This notebook is calling [StarCoder2-3b-NEAR](https://huggingface.co/bigcode/starcoder2-3b) from the huggingface platform, a code LLM pre-trained on a code dataset called [The Stack v2 smol](https://huggingface.co/datasets/bigcode/the-stack-v2-train-smol-ids) that includes 17 programming languages (C, C#, C++, Go, Java, JavaScript, Kotlin, Lua, PHP, Python, R, Ruby, Rust, SQL, Shell, Swift, TypeScript) and incorporates 7 code documentation languages (including HTML), and further trained in a continued pre-training process on the NEAR Protocol blockchain from the [preTrainingNEAR](https://huggingface.co/datasets/jcarbonnell/preTrainingNEAR) dataset.

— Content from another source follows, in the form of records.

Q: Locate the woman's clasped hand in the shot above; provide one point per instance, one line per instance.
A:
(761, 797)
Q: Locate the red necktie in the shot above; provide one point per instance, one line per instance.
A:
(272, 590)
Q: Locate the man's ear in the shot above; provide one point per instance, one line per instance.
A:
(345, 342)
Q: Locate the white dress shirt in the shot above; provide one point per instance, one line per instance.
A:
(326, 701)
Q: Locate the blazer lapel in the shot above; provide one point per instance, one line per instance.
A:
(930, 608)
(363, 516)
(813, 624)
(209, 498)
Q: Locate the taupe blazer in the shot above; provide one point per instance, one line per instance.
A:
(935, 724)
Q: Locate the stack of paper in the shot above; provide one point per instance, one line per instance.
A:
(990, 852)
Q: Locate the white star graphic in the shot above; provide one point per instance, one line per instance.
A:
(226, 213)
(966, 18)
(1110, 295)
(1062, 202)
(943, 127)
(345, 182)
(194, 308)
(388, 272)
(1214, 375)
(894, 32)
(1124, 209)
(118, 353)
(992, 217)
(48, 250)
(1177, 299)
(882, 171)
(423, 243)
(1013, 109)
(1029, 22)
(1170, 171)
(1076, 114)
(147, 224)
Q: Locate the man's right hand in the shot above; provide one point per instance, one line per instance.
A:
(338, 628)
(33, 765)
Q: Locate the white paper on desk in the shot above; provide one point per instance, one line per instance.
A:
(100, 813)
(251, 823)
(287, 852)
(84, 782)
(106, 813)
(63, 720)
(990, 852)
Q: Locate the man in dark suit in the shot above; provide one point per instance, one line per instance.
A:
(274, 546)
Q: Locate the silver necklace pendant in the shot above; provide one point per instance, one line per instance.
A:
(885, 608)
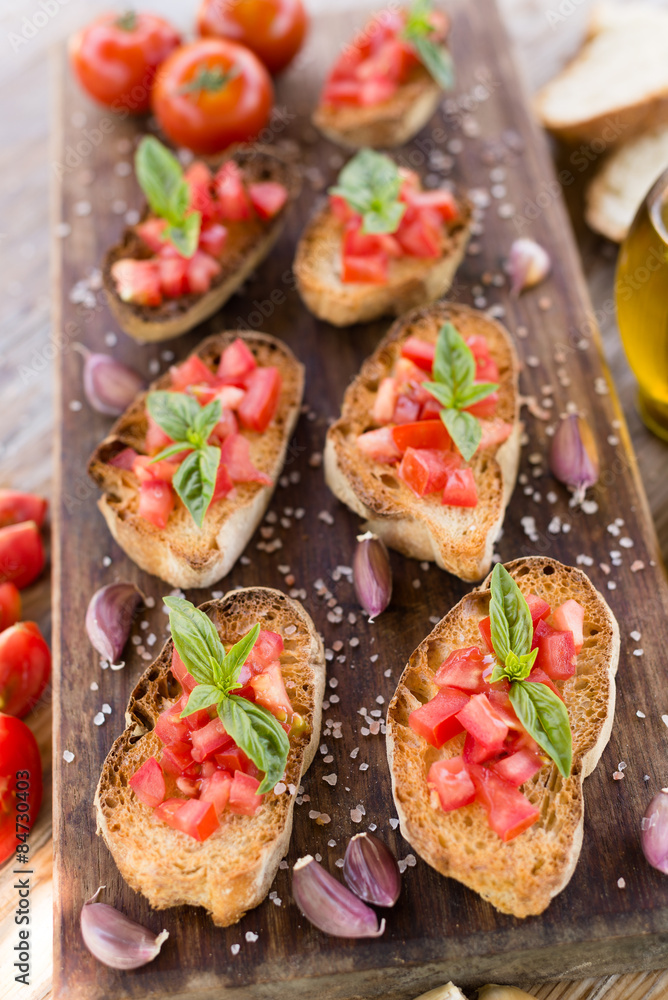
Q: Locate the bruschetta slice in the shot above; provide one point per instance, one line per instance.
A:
(186, 514)
(387, 83)
(391, 458)
(185, 258)
(177, 801)
(381, 245)
(477, 794)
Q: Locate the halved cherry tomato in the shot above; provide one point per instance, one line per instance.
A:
(212, 93)
(273, 29)
(116, 57)
(20, 784)
(21, 554)
(25, 668)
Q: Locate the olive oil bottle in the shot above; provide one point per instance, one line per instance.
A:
(641, 295)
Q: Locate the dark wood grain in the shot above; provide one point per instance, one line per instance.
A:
(439, 929)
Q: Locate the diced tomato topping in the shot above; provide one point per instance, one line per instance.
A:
(452, 782)
(437, 720)
(463, 669)
(556, 651)
(156, 502)
(216, 789)
(509, 813)
(263, 390)
(379, 445)
(190, 372)
(518, 768)
(151, 232)
(267, 198)
(270, 692)
(371, 269)
(233, 202)
(569, 617)
(420, 352)
(137, 281)
(244, 798)
(148, 783)
(430, 434)
(236, 362)
(460, 489)
(235, 454)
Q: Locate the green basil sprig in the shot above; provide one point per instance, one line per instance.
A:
(189, 424)
(455, 389)
(541, 712)
(252, 727)
(370, 184)
(160, 177)
(433, 55)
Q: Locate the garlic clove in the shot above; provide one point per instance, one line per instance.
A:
(372, 574)
(528, 263)
(114, 939)
(329, 905)
(573, 455)
(109, 385)
(109, 618)
(371, 871)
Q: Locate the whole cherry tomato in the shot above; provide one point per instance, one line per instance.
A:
(115, 58)
(25, 668)
(212, 93)
(20, 785)
(273, 29)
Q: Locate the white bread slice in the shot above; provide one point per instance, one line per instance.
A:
(458, 539)
(232, 871)
(616, 192)
(522, 876)
(183, 554)
(413, 281)
(248, 243)
(617, 85)
(387, 125)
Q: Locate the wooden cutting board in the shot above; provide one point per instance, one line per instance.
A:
(613, 916)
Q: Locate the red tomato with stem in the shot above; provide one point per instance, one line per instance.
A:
(20, 784)
(273, 29)
(116, 57)
(212, 93)
(25, 668)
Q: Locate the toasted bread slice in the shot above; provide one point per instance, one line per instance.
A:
(183, 554)
(248, 243)
(232, 871)
(522, 876)
(458, 539)
(616, 192)
(387, 125)
(413, 281)
(591, 100)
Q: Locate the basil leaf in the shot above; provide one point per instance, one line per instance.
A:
(259, 735)
(195, 480)
(510, 618)
(464, 430)
(544, 716)
(235, 659)
(201, 697)
(175, 412)
(160, 177)
(196, 639)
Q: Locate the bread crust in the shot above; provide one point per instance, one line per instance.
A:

The Structure-Aware fine-tuning step consists in instructing the model with NEAR dApps trees and their corresponding description in natural language extracted from readme files transformed into user prompts. This structure-aware approach aim to give the pre-trained model a good knowledge of the whole dApp logic, and a corresponding user prompt, so that when a user will ask the model to create an app on the NEAR Protocol blockchain, the LLM will answer with a proposition of an app tree augmented with a extensive description of the functionality of each tree branches. 

What we are targetting here is to overpass the limitation of the 'next-token prediction' logic, that can spin the model in 'dumb loops' while iterating over coding complex code completion. It will also be of great support for code understanding on both the user side and the model side, since the model and the user will be aware of the big picture at first. 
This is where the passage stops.